以保存时间戳索引类型的方式保存pandas数据框(现有答案不起作用?)

（我已经阅读了此答案，但似乎不再起作用）

考虑例如example_1.csv：

timestamp,temp
21-Jun-2017 00:36:49.539000,22
21-Jun-2017 00:36:49.633000,22
21-Jun-2017 00:36:49.633000,22
21-Jun-2017 00:37:03.055000,42
21-Jun-2017 00:37:03.164000,22
21-Jun-2017 00:37:03.164000,22
21-Jun-2017 00:37:12.680000,42
21-Jun-2017 00:37:22.664000,42
21-Jun-2017 00:37:22.664000,42
21-Jun-2017 00:37:22.758000,42
21-Jun-2017 00:37:22.758000,42

好的。

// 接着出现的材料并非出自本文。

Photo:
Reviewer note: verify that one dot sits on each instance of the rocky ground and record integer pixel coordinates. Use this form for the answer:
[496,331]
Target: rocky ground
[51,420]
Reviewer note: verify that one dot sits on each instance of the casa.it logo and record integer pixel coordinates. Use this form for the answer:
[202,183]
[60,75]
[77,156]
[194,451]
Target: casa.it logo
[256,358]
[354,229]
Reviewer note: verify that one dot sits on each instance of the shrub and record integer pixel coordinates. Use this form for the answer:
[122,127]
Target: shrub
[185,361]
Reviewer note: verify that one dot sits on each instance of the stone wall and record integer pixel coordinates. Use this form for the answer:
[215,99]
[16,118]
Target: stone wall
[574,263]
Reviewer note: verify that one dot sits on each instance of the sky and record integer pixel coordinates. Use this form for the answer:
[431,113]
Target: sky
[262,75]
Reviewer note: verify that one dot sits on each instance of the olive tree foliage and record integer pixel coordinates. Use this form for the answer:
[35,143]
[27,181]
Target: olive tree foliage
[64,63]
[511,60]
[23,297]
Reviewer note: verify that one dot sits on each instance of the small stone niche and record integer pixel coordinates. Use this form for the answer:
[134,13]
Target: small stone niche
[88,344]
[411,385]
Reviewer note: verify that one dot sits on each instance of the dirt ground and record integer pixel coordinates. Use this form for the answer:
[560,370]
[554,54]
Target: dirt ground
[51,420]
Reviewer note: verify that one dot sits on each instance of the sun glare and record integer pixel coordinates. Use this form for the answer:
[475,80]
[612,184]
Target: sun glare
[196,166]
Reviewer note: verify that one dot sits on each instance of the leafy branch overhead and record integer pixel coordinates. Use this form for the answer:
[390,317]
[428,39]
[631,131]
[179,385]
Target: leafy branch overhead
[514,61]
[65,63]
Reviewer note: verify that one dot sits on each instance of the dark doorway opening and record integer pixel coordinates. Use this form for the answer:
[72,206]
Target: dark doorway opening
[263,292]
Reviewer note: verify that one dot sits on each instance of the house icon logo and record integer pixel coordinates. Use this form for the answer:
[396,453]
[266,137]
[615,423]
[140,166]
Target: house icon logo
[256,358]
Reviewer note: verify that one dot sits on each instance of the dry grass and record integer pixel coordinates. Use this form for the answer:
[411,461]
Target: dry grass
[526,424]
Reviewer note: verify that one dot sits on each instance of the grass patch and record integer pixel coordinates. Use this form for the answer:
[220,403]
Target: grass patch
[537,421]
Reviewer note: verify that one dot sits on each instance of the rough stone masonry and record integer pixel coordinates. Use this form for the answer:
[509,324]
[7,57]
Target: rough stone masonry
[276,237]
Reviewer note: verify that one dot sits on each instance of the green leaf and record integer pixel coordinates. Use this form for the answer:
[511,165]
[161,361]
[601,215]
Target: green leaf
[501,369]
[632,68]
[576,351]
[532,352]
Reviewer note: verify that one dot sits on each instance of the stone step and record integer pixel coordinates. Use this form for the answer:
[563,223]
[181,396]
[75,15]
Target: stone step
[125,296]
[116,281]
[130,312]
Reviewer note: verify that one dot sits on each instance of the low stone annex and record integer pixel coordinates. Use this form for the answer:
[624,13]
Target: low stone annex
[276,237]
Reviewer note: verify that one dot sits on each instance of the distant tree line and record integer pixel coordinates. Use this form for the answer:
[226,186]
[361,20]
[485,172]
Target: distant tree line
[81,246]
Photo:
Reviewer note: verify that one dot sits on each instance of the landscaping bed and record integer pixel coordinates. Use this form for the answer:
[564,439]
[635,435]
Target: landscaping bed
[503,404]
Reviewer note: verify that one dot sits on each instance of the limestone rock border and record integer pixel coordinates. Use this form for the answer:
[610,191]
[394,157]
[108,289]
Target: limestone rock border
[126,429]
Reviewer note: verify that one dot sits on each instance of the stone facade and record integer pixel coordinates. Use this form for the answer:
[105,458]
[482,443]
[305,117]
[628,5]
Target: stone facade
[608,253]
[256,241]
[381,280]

在Python 3.5中：

import pandas
>>> pandas.__version__
'0.21.0'

example_df  = pandas.read_csv('example_1.csv', index_col = 0)
example_df.index = pandas.to_datetime(example_df.index, format = '%d-%b-%Y %H:%M:%S.%f')

到目前为止，很好：

>>> example_df.index
DatetimeIndex(['2017-06-21 00:36:49.539000', '2017-06-21 00:36:49.633000',
               '2017-06-21 00:36:49.633000', '2017-06-21 00:37:03.055000',
               '2017-06-21 00:37:03.164000', '2017-06-21 00:37:03.164000',
               '2017-06-21 00:37:12.680000', '2017-06-21 00:37:22.664000',
               '2017-06-21 00:37:22.664000', '2017-06-21 00:37:22.758000',
               '2017-06-21 00:37:22.758000'],
              dtype='datetime64[ns]', name='timestamp', freq=None)

但是，我必须保存一切：

example_df.to_csv('example_2.csv', date_format = '%d-%b-%Y %H:%M:%S.%f')
example_df_2  = pandas.read_csv('example_2.csv', index_col = 0)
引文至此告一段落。